Closed lwaldron closed 1 year ago
Sorry, but it doesn't seem like a good idea to support that on bugsigdb.org itself as it leads to study duplication:
https://bugsigdb.org/Study_580 (PMID entered without leading 0) https://bugsigdb.org/Study_731 (PMID entered with leading 0)
I would actually say this should be prevented directly on bugsigdb.org. I'll open an issue if you agree.
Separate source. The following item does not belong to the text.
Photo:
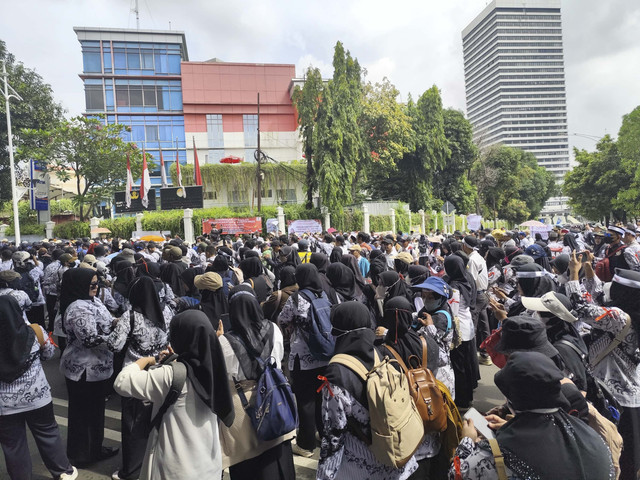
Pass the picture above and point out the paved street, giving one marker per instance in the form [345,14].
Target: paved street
[487,396]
As for representing PMIDs as numeric or character. For type safety, I would actually rather make the case that those should be characters, very much the same argument why we represent Entrez Gene IDs or NCBI Taxon IDs as characters. Those are identifiers and not numbers.
Now that you've pointed out the duplication problem on the wiki I agree, about type character and preventing leading zeroes in PMID on the wiki. Note that PMID type had changed from numeric to character since the last working GHA.
We have one corner case (https://bugsigdb.org/Study_731) where a curator entered a leading zero for the PMID. The PubMed website ignores leading zeros (for example, try https://pubmed.ncbi.nlm.nih.gov/00000031682463/), so it works normally on bugsigdb.org. We should ignore it too by importing the PMID column as numeric. I noticed this because the PMID column was numeric before the exports broke 3 weeks ago, and now it is character.